Le juge commence par admettre que la transcription peut en effet conduire à effectuer des choix au cours de l’établissement d’un texte (et plusieurs dépositions d’experts sont citées dans la décision, prouvant que le juge a pu se faire une idée assez claire du processus) :

Il ressort de ces éléments que le travail de transcription d’un texte médiéval dont le manuscrit original a disparu et qui est reconstitué à partir de différentes copies plus ou moins fidèles, supposent la mobilisation de nombreuses connaissances et le choix entre plusieurs méthodes. Il apparaît que la restitution du texte original se heurte à des incertitudes qui vont conduire le savant à émettre des hypothèses et à effectuer des choix dont les plus difficile donneront lieu de sa part à des explications et des commentaires dans le cadre d’un apparat critique.

Il apparaît également que l’éditeur afin de faciliter la compréhension du texte, va en modifier la présentation par une ponctuation ou une typographie particulière (espaces, majuscules, création de paragraphes).

Ce travail scientifique ne consiste donc pas en une simple transcription automatique et repose sur des choix propres à l’éditeur.

Cependant, la présence de choix au cours du processus de transcription et d’édition du texte n’est pas jugé suffisante par le tribunal, qui ajoute un critère « intentionnel » à la définition de l’originalité :

Néanmoins, il convient de rappeler que le droit de la propriété intellectuelle n’a pas vocation à appréhender tout travail intellectuel ou scientifique mais uniquement celui qui repose sur un apport créatif qui est le reflet de la personnalité de son auteur.

Or en l’espèce, le savant qui va transcrire un texte ancien dont le manuscrit original a disparu, à partir de copies plus ou moins nombreuses, ne cherche pas à faire oeuvre de création mais de restauration et de reconstitution et il tend à établir une transcription la plus fidèle possible du texte médiéval, en mobilisant ses connaissances dans des domaines divers.

Il va effecteur des choix, mais ceux-ci ne sont pas fondés sur la volonté d’exprimer sa propre personnalité mais au contraire sur le souci de restituer la pensée et l’expression d’un auteur ancien, en utilisant les moyens que lui fournissent les recherches scientifiques dans différents domaines […]

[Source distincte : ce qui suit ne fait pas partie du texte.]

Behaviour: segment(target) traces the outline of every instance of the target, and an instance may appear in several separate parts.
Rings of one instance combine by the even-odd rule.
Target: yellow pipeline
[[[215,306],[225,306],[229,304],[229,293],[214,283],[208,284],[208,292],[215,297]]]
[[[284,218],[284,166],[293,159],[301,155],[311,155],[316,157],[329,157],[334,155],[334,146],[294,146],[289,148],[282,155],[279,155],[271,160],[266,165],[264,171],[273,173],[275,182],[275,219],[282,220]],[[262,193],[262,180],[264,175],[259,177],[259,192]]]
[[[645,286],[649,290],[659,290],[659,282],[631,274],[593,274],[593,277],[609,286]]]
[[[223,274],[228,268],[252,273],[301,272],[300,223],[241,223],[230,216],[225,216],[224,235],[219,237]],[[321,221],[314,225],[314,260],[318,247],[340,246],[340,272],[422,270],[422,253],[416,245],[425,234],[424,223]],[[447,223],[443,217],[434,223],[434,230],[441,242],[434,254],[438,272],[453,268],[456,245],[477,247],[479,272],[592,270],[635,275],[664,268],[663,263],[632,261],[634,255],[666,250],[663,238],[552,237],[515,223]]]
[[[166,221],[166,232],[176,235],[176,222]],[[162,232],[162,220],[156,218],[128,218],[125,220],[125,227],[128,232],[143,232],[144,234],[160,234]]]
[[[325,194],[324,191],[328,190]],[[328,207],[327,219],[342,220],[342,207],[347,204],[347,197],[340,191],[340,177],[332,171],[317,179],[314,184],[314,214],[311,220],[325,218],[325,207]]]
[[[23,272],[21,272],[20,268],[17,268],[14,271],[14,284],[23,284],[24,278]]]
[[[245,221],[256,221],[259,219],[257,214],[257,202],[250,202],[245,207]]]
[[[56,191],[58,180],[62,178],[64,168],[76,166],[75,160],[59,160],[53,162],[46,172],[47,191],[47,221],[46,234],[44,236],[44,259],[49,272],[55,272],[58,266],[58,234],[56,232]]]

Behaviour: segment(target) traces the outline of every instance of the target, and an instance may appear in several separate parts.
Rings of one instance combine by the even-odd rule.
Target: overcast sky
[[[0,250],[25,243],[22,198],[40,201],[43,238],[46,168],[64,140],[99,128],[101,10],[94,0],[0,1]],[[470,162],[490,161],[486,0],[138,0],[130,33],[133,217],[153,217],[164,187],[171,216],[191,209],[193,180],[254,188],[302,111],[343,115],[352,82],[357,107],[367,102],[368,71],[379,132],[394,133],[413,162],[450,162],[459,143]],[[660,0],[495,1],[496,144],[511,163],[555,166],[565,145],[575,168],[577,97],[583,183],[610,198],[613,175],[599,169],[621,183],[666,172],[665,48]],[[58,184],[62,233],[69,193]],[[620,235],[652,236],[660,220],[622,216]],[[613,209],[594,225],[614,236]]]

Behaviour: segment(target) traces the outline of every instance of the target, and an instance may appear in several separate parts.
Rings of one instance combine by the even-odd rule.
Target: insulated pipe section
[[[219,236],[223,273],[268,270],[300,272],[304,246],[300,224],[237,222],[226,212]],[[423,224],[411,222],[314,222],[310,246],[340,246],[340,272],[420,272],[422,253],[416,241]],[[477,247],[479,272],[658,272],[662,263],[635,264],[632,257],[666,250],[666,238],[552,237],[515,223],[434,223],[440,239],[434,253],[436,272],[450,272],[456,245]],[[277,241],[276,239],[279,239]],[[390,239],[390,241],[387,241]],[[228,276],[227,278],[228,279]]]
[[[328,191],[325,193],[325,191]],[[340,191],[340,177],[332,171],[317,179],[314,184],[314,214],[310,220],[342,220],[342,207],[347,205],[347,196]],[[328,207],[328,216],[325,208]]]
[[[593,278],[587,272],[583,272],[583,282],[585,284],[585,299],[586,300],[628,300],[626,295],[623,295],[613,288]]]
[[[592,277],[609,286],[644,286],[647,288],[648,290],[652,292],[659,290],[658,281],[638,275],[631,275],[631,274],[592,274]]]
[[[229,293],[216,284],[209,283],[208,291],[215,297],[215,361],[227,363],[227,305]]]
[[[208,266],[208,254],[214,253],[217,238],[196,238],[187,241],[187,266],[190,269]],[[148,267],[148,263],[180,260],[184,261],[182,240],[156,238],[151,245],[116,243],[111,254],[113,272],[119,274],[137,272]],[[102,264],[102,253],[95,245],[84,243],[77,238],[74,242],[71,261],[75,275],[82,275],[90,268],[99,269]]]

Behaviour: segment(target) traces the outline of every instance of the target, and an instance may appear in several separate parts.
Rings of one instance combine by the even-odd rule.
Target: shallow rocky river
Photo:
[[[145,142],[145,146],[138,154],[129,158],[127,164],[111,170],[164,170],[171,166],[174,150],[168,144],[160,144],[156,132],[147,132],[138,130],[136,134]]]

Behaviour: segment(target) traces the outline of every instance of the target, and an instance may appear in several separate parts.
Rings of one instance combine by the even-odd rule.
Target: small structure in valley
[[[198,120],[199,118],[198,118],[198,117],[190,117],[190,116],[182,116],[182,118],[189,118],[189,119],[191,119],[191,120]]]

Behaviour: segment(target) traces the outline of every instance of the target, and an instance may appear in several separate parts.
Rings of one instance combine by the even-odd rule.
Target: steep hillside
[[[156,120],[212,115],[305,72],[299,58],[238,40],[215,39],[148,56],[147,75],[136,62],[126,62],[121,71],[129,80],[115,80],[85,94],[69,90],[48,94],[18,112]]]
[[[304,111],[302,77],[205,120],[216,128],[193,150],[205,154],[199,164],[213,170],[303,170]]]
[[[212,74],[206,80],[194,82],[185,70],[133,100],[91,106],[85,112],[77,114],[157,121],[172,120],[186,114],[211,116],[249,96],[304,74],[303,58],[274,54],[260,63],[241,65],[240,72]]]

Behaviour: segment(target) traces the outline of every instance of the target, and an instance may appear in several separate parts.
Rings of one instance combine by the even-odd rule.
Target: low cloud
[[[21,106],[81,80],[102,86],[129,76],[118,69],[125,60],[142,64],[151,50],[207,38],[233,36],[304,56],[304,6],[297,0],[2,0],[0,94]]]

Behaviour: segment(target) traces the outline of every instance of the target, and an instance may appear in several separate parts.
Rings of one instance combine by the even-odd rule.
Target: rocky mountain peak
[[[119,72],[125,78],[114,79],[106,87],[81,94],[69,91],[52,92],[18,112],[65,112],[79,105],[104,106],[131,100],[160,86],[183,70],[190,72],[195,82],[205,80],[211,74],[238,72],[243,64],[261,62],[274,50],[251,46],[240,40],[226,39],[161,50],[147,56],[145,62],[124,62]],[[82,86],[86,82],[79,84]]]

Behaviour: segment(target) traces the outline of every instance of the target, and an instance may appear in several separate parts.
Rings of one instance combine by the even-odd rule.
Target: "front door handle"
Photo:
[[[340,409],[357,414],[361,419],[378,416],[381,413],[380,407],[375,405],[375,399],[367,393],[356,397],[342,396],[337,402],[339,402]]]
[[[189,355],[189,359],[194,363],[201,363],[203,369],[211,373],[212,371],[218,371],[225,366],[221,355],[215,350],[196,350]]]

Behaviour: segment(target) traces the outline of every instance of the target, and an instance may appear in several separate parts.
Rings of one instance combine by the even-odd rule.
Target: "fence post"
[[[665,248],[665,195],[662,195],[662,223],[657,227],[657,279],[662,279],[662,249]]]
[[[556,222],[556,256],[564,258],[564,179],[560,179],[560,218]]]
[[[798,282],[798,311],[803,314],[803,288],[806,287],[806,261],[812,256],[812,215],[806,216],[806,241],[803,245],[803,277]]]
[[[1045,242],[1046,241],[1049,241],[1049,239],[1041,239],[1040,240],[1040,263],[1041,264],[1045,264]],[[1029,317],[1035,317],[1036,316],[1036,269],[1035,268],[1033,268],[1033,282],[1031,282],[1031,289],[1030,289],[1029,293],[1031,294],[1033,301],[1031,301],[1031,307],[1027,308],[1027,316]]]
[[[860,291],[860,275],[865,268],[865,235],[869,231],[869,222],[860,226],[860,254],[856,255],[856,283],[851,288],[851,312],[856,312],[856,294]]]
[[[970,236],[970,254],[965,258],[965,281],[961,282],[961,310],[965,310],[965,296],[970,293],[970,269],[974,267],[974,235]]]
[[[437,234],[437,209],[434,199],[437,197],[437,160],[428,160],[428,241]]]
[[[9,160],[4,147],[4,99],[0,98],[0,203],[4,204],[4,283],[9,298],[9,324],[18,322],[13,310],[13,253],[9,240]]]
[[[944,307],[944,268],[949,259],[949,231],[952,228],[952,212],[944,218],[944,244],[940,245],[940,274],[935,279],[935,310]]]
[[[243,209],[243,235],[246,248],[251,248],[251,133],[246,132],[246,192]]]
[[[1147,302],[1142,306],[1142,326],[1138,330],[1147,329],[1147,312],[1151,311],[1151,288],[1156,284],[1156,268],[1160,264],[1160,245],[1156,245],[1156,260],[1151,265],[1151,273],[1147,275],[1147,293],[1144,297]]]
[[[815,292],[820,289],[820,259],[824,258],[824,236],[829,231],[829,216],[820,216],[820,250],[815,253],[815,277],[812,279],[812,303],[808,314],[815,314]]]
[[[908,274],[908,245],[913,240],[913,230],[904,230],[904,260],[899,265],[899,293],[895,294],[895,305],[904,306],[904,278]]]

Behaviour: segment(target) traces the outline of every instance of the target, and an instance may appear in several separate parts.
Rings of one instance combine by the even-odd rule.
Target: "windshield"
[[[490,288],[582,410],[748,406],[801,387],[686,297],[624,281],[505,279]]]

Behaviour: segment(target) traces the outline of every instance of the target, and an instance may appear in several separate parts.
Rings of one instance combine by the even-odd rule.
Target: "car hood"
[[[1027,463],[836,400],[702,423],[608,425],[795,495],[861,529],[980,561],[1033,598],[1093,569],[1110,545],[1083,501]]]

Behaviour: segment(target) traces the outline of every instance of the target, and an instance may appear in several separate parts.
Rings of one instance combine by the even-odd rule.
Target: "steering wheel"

Il apparaît donc que la société Librairie Droz n’apporte pas la preuve que les textes bruts exploités par la société Classiques GN sont protégés par le droit d’auteur. Ainsi ses demandes qui sont uniquement fondées sur la contrefaçon, doivent être rejetées.

On aboutit donc à ce que les textes issus du processus de transcription sont dans le domaine public, tout comme l’est l’oeuvre originale fixée sur les différentes copies du manuscrit. Pour parler comme un bibliothécaire, la manifestation de l’oeuvre produite au terme du travail de transcription et d’édition reste bien dans le domaine public, tout comme l’oeuvre elle-même.

Sale temps pour le copyfraud… 

Une telle décision n’est pas anodine, car elle concerne en réalité les pratiques de copyfraud, c’est-à-dire de revendications abusives de droits sur le domaine public. Sur la base d’un tel jugement, qui est formulé de manière relativement générale et comporte une analyse détaillée du travail d’édition de textes anciens, on voit bien qu’il ne doit plus être possible dorénavant de revendiquer de droits d’auteur sur une transcription scientifique.

Cela ne sera possible que sur les ajouts spécifiques produits par l’éditeur, manifestant une réelle valeur ajoutée originale (exemples donnés par le juge : introduction, notes de bas de pages, notes critiques, glossaires, index). La notion d’originalité joue ici un rôle décisif : c’est elle qui fait que des choix effectués dans le cadre de la mise en oeuvre de compétences techniques ou de connaissances n’ouvrent pas droit à la protection du droit d’auteur. Le droit français marque ici sa spécificité par rapport au droit anglais notamment. Il existe au Royaume-uni une théorie dite du « sweat of the brow » (huile de coude), selon laquelle le simple produit d’un « effort, travail ou compétences » peut être protégé par le copyright.

Si on élargit la focale, on se rend compte en raisonnant par analogie que d’autres pratiques qui ont cours largement en France sont sans doute dénuées de toute base légale. C’est le cas par exemple de la revendication de droits d’auteur sur des photos fidèles d’oeuvres en deux dimensions appartenant au domaine public, comme des tableaux. Beaucoup d’institutions culturelles appliquent un copyright sur de telles reproductions, reconnaissant un droit d’auteur au photographe. Mais si on suit bien cette décision, on se rend compte que cette approche ne tient pas et qu’elle relève bien d’une forme de copyfraud. Les restaurations de tableaux, d’édifices ou de films auront de la même façon bien du mal à pouvoir se prévaloir du droit d’auteur.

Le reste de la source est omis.